En 1998 et en 2001, la Suède a fait le choix d'une réforme structurelle , en transformant radicalement son système d'assurance vieillesse. A l'inverse, en 2003, comme d'ailleurs en 1993, la France a mis en oeuvre une réforme des retraites certes profonde, mais de portée purement paramétrique . En dépit de son volume (116 articles législatifs nécessitant la parution de plus de soixante-dix décrets d'application) et de son champ d'application, englobant la quasi-totalité des régimes sociaux français, la loi du 21 août 2003 n'a pas refondé le cadre général de l'assurance vieillesse conçu en 1945 .

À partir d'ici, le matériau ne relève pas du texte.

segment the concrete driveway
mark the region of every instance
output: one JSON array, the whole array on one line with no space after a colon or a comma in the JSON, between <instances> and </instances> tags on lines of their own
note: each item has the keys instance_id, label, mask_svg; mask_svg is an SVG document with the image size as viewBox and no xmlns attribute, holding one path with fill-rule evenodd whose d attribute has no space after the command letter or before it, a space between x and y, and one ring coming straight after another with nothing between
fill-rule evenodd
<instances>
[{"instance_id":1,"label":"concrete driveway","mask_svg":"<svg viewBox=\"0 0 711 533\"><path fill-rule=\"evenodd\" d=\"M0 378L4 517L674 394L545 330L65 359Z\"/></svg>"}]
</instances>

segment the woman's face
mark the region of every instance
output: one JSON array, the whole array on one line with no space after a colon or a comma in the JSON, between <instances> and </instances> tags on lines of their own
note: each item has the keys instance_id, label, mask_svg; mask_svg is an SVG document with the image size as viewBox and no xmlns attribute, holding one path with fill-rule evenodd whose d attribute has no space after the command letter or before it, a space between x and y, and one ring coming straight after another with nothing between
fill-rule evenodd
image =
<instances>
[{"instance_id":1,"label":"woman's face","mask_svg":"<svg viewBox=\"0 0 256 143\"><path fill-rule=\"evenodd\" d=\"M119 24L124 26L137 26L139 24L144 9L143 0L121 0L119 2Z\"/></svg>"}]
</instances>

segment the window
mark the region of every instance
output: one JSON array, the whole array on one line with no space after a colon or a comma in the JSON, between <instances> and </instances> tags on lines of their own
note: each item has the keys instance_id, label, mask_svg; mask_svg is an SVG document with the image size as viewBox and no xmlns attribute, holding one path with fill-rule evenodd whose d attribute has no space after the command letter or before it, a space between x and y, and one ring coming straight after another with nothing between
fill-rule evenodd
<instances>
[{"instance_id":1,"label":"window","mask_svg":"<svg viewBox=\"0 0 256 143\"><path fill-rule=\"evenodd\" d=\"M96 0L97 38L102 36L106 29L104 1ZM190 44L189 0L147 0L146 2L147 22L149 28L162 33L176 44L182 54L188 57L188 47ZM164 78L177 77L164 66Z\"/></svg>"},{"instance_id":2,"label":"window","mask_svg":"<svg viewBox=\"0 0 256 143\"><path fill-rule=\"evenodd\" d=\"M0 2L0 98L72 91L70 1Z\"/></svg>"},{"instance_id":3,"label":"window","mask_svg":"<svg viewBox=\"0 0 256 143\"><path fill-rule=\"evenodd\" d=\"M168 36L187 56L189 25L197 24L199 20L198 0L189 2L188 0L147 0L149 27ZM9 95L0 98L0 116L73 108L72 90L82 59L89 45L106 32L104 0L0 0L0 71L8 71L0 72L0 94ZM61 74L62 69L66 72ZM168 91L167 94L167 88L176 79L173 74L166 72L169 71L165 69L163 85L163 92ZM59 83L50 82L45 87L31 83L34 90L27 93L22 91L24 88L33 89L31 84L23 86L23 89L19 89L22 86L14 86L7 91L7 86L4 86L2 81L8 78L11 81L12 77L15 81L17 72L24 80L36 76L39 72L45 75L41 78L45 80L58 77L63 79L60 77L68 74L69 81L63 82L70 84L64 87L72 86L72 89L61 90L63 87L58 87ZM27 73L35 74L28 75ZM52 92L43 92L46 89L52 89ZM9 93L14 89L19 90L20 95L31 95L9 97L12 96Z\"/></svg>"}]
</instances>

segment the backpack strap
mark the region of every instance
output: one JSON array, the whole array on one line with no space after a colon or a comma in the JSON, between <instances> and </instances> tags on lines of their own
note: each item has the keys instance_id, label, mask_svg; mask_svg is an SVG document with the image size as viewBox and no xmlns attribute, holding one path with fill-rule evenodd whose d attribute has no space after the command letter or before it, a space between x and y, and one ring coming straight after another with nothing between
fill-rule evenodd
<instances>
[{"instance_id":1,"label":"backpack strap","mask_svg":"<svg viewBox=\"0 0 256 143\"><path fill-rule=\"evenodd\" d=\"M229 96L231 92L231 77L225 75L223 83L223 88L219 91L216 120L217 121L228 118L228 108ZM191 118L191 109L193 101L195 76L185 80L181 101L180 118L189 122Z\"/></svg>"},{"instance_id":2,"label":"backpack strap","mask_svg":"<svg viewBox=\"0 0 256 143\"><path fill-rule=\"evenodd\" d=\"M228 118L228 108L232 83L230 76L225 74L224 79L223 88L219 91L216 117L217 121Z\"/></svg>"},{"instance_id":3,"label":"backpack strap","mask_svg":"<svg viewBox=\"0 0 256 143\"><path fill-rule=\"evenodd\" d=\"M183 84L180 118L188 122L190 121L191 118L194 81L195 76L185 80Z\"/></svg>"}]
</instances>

La question de la nature de la réforme à conduire se reposera en 2008, voire en 2012 ou 2016, à l'occasion des prochaines clauses de rendez-vous de la loi du 21 août 2003. A la lumière des projections du conseil d'orientation des retraites, faisant apparaître une tendance inéluctable à la dégradation des comptes, il est probable que les décideurs publics et les assurés sociaux s'interrogeront de plus en plus sur la capacité de la technique des annuités à faire face au défi du vieillissement de la population.
Dans le cadre du rôle de réflexion imparti à la Mecss, vos rapporteurs se borneront à souligner ici que le format et la portée de la prochaine réforme des retraites nécessiteront un débat public préalable avant de se prononcer sur le détail des mesures envisagées.
b) La France peut-elle, comme la Suède, « donner du temps au temps » pour régler définitivement la question des retraites ?
Les interlocuteurs rencontrés par la Mecss se sont tous félicités de la qualité du processus d'élaboration qui a débouché in fine sur le vote de la loi du 8 juin 1998. Pour autant, ainsi que l'a souligné Ole Settergren, « le processus de réforme du système de retraite suédois a été d'une longueur décourageante. »
Vos rapporteurs ne cachent pas qu'ils retiennent sur ce point de leurs échanges avec les responsables suédois une impression ambivalente . Compte tenu de l'ampleur du déficit actuel de l'assurance vieillesse, il est évident pour tous les observateurs que la France ne pourra pas se permettre d'attendre pendant quinze ans l'issue d'un processus de concertation.
Ce constat ne semble toutefois pas condamner la gestion du problème des retraites à l'élaboration d'un « monument » législatif de plusieurs dizaines d'articles, rédigé en quelques mois seulement, au début de chaque législature. Un tel mode opératoire qui a prévalu grosso modo en 2002/2003 renforce, il est vrai, par pure réflexe de conformisme intellectuel, la perspective de l'adoption de mesures paramétriques. Or, le mode de gouvernance de l'assurance vieillesse accorde désormais, en France comme en Suède, une large place à la concertation avec les partenaires sociaux, qui ont de surcroît la responsabilité de gérer les régimes complémentaires. Les syndicats de salariés sont en outre fortement représentés au sein du conseil d'orientation des retraites, créé en 2000 à l'initiative du gouvernement de Lionel Jospin, dont l'expertise fait largement autorité.
Par conséquent, en ce qui concerne aussi bien la forme que la méthodologie de la prochaine réforme des retraites, vos rapporteurs ont la conviction que notre pays pourrait lui aussi mener à bien, à l'avenir, une modernisation de grande ampleur de l'assurance vieillesse . La réflexion et la concertation dans le domaine des retraites sont désormais fondées sur des bases solides. Sur le plan technique, les conditions sont donc réunies pour lancer une réforme importante en France qui ne nécessiterait pas une phase d'élaboration aussi longue qu'en Suède. Tout est une question de volonté politique des pouvoirs publics et des partenaires sociaux.